Si tratta di un percorso che si muove nelle varie epoche, senza pregiudizi, scoprendo la forza e la bellezza non solo dell’arte antica ma anche di quella moderna e contemporanea. Questo cammino è iniziato quasi per gioco e sulla scia degli studi compiuti all’Accademia di Belle Arti di Brera di Milano dove Paolo Quattrone si è laureato nel 2008. La sfida è quella di riscoprire l’arte come canale privilegiato per rientrare in noi stessi, parlare di Dio e andare a Lui.

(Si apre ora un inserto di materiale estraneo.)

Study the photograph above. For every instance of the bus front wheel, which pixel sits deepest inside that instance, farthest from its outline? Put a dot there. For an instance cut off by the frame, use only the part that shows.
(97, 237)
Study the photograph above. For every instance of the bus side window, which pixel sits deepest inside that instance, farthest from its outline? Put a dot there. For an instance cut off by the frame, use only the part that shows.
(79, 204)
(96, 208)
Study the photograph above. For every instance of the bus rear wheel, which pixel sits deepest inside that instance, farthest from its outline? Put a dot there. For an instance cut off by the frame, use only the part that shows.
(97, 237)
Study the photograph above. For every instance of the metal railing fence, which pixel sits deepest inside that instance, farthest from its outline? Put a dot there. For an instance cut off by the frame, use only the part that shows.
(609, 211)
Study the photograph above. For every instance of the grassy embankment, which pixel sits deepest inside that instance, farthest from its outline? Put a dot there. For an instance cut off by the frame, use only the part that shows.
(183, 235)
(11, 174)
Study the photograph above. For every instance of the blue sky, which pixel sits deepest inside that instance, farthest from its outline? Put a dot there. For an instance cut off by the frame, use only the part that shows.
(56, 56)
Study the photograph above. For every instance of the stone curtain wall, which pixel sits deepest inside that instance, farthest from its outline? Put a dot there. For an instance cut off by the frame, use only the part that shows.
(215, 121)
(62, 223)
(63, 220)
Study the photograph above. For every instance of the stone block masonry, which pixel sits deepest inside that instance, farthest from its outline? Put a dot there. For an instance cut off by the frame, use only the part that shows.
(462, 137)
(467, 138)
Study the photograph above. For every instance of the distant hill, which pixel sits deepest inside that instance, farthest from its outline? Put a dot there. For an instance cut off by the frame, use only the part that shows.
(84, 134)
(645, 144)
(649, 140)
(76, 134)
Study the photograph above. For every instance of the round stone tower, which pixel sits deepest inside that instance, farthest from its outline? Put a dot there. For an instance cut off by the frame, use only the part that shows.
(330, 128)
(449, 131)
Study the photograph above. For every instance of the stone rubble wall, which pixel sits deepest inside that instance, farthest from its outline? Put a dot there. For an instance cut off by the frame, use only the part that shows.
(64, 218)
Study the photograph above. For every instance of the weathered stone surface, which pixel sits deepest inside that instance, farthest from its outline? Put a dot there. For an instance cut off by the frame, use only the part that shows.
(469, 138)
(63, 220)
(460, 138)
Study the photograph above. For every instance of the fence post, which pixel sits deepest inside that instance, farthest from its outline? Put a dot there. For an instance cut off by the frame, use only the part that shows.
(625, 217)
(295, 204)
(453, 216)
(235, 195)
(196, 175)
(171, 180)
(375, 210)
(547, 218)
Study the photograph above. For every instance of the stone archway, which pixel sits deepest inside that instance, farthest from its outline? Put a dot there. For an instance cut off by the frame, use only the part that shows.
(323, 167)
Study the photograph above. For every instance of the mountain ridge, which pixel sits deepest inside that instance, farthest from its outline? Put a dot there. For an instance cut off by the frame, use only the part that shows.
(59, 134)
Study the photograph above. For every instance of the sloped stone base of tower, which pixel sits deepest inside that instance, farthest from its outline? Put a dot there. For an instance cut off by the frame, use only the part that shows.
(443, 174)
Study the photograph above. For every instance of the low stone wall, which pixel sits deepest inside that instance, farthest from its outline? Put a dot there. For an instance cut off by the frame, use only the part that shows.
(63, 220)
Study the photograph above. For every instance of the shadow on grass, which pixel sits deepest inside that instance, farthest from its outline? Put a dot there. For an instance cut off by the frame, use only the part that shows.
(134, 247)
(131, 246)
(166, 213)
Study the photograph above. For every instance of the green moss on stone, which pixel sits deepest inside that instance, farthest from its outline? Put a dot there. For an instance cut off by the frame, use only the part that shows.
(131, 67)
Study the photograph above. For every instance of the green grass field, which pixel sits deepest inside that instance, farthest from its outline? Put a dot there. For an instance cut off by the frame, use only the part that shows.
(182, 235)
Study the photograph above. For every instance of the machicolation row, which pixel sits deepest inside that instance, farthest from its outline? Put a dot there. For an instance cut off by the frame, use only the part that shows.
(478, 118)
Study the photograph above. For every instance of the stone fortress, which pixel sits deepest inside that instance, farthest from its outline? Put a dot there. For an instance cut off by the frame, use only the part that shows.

Il pensiero di fondo che caratterizza questa esperienza è quello che un’opera d’arte è tale nel momento in cui riesce a farci andare oltre la superficie, oltre la realtà. L’artista, come sosteneva Kandinskij, è un sacerdote che ha la missione di aprirci una finestra verso l’oltre, per farci accorgere che esiste una dimensione spirituale, per aiutarci ad esplorare i sentieri dello spirito. Questo ha portato don Quattrone ad affermare senza ombra di dubbio che tutta l’arte è sacra. E’ un errore immenso distinguere tra arte sacra e profana! Esiste l’arte religiosa e non, ma non è il soggetto rappresentato che rende sacra o meno una pittura, una scultura, un brano musicale o un film ma è ciò che trasmette, l’energia, la forza che suscita nel cuore dello spettatore.
Questa esperienza è possibile non soltanto ammirando opere a soggetto religioso ma anche contemplando quadri, sculture, installazioni che apparentemente sembrano non comunicare nulla di profondo. Un’opera d’arte è tale quando acquista una sua autonomia, una vita propria, quando riesce a far compiere all’osservatore riflessioni e percorsi che vanno oltre le intenzioni dell’autore.
Accostare Parola di Dio e arte vuol dire far convivere due canali che hanno la finalità di farci andare oltre la superficie, che conducono l’uomo a pensare, a scoprire la dimensione spirituale della propria esistenza.